DAS FRÄULEINR: Andrea Štaka Die Regisseurin Andrea Štaka portraitiert in DAS FRÄULEIN drei Frauen dreier Generationen, die aus unterschiedlichen Gründen aus ihrem Heimatland (dem ehemaligen Jugoslawien) in die Schweiz emigriert sind.
Ruža kam vor knapp 25 Jahren voller Hoffnungen aus Belgrad nach Zürich. Mit Zielstrebigkeit und Ehrgeiz, aber auch unter großen Entbehrungen, hat sich Ruža eine neue Existenz aufgebaut. Sie besitzt eine Kantine, die sie mit Strenge führt. Ruža – von allen abschätzig „das Fräulein“ genannt – verdrängt sowohl ihre Herkunft, als auch ihre Gefühle der Einsamkeit. Ihre langjährige Mitarbeiterin Mila hingegen spart für die Rückkehr nach Kroatien, wenngleich sie hin- und hergerissen ist, zwischen der Schweiz und Kroatien, zwischen Entwurzelung und Hoffnung auf Heimat. Das geregelte, starre Leben in der Kantine gerät ins Wanken als die 22jährige Tramperin Ana aus Sarajevo auftaucht. Ana ist eine lebenshungrige, extrovertierte junge Frau, die ziellos umher streift. Ihre Obdachlosigkeit verschweigt sie, denn einen Mann oder ein Bett für eine Nacht findet sie immer – ein offenes Ohr für ihre Erinnerungen an den Krieg und dessen Folgen zu finden ist weitaus schwieriger.
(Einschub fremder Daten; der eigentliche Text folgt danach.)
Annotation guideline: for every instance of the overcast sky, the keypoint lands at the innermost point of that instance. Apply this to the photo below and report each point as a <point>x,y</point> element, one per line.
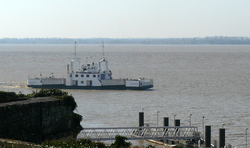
<point>124,18</point>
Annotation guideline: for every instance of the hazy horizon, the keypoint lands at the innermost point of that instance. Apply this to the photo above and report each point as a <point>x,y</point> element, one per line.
<point>124,19</point>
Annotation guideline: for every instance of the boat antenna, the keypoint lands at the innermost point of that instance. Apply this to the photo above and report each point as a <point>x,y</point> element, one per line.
<point>102,50</point>
<point>75,49</point>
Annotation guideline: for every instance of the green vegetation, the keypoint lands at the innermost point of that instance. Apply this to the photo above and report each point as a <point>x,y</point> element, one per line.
<point>67,99</point>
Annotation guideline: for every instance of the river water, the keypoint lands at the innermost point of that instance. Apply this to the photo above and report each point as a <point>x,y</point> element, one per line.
<point>203,80</point>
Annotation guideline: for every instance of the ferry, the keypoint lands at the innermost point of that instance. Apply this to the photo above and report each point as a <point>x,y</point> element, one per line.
<point>89,76</point>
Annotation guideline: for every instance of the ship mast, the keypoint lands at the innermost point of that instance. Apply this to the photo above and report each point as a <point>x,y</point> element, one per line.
<point>75,49</point>
<point>103,51</point>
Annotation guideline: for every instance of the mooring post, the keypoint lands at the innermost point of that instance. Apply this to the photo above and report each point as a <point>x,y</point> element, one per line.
<point>177,122</point>
<point>165,123</point>
<point>141,119</point>
<point>208,136</point>
<point>222,137</point>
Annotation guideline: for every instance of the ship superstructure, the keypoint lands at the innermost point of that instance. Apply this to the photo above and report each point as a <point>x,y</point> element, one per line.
<point>88,76</point>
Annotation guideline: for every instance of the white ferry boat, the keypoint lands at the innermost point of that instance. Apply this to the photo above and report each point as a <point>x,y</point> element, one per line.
<point>89,76</point>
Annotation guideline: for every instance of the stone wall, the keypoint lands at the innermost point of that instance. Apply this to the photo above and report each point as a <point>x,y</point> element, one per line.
<point>35,119</point>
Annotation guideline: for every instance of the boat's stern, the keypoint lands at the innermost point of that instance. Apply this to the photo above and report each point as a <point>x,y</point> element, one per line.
<point>34,82</point>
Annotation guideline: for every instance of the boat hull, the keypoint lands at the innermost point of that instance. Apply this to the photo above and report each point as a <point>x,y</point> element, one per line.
<point>112,87</point>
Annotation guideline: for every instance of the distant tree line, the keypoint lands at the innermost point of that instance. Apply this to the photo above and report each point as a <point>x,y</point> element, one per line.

Die verhärtete Ruža fühlt sich von der Impulsivität und Direktheit dieser jungen Frau bedroht, gleichzeitig wird sie von deren Lebensfreude angezogen. Als Ana an Ružas Geburtstag eine Überraschungsparty organisiert, ist dies der Anstoß zu Veränderungen: Ruža öffnet sich, sie tanzt zu serbischer Volksmusik, amüsiert sich und erlebt so etwas wie einen zweiten Frühling. Es bleibt aber dennoch eine gewisse Distanz bestehen: alle drei Frauen tragen einen Schmerz in sich, der aber unausgesprochen bleibt, und so wagt es Ruža nicht, sich ganz zu öffnen, und Ana hat ein Geheimnis, dem sie sich selbst nicht stellen will...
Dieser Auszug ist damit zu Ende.